If a law is manifestly opposed to the law of God, citizens do not owe obedience to that individual law. But if a law passed by a government for the common good entails some hardship upon a section of the community—that section may take all just means to secure some amelioration. They would not be justified, however, in organizing a rebellion. Not all workers agree that they are oppressed. Many are quite comfortable. Those who are in unfortunate circumstances should take all lawful means to awaken the public conscience, and secure some amelioration of their conditions. But the conditions I have outlined as being necessary to justify armed rebellion are certainly not verified in our country. Workers are obliged to submit to the just legislation of the present government, and organize to pull their full weight for the abolition of such legislation as they feel to be unjust. But they must proceed by constitutional means.
Karl Marx does not deny State authority by any means. He says that the Capitalist State is a machine for the oppression of the worker. He advocates class struggle, the overthrow of the Capitalist State, of religion, family and school as at present constituted. The proletarian State, with collective ownership, is to follow, with its own rigid discipline and authority.
The most reasonable explanation for the workingman as for every other man, is the Catholic explanation.
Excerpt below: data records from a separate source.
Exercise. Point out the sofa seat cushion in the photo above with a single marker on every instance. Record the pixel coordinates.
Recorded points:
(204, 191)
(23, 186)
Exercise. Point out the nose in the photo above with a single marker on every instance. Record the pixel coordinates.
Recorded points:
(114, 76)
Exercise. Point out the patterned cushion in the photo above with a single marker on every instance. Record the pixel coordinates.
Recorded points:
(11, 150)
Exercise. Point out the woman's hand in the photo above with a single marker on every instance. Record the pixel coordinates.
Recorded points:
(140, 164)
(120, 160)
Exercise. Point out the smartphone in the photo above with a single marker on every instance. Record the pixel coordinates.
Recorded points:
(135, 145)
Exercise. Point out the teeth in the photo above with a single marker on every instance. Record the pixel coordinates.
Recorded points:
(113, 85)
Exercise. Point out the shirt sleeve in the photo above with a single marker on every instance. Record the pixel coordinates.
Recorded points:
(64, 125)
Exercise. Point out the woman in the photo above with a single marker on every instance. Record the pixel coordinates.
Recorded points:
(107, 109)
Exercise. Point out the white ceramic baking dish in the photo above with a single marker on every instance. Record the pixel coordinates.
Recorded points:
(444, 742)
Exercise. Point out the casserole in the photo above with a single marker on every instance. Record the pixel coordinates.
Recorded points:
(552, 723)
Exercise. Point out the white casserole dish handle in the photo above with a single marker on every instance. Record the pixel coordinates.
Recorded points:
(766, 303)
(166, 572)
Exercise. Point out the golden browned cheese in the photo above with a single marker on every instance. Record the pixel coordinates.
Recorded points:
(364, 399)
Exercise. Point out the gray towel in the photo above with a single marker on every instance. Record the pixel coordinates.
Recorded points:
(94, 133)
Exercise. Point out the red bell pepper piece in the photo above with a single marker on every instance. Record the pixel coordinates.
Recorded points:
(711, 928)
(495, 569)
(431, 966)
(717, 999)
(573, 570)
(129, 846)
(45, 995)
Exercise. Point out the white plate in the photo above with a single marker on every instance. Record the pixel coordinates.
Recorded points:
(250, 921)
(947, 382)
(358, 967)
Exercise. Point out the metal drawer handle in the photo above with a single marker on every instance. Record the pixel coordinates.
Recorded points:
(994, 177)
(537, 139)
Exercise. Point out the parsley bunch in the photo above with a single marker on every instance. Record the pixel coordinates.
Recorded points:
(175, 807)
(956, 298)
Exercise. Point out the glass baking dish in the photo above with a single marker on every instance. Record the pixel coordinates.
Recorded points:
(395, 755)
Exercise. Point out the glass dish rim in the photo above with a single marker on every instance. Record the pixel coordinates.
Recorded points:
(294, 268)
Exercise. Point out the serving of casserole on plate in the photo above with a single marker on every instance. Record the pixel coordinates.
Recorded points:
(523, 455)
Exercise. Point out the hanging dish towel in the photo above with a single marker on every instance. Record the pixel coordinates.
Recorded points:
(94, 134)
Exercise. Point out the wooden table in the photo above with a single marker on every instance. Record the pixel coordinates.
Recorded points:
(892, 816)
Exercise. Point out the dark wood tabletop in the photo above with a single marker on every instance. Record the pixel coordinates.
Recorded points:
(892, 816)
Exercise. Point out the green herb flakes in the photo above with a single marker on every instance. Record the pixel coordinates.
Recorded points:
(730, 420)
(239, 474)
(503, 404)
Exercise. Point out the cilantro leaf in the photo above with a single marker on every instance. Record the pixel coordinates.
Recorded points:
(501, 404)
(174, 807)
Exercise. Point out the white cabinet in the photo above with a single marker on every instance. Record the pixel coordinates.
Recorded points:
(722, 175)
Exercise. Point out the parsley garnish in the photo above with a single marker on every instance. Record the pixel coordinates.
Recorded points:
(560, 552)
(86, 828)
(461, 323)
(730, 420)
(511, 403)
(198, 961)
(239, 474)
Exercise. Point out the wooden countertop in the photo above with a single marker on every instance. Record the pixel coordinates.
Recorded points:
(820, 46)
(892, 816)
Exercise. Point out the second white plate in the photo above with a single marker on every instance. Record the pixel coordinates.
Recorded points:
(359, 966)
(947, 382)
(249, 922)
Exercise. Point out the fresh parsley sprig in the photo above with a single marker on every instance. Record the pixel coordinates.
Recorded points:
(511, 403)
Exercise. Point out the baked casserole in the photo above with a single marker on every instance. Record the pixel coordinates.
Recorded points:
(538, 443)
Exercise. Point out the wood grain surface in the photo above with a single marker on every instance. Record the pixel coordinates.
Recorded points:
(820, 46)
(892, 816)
If workingmen unite and work by constitutional means to better their conditions, they won't come into collision with authority. They will mould its legislation. But if they refuse to pull together, and small groups break out into spasmodic rebellions they will accomplish nothing, and force the government to take all necessary measures for the preservation of public order. Meantime, whilst some impulsive workers may overstep the bounds of lawful procedure here and come into conflict with State authority, in Russia the workers are in an infinitely worse plight. The Soviet's own official figures admit over a million and a half executions during the past ten years, chiefly of starving workers who have taken collectively-owned food to keep their bodies and souls together. The gun, the baton, and the boot prevail in Russia as in no other country in the world.Conditions generally under our present form of government do not warrant the Russian experiment here.
The Catholic Church teaches honesty, insisting that dishonesty is always sinful. She does not teach equality in this world, though she does teach that Christ died equally for all men.Yet she does not teach deference to the rich calling it loyalty and religion. Wealth as such is no title to deference. True virtue is, and also lawful authority. Loyalty dictates the duty of respect for authority, and it is dishonest to refuse. Religion dictates respect for virtue. I have immense respect for the poor man who is a good man; none whatever for the wealthy man who is unjust and depraved. But not all poor people are good, and not all wealthy people are evil. Anyway, wealth as such is not a title to any particular deference.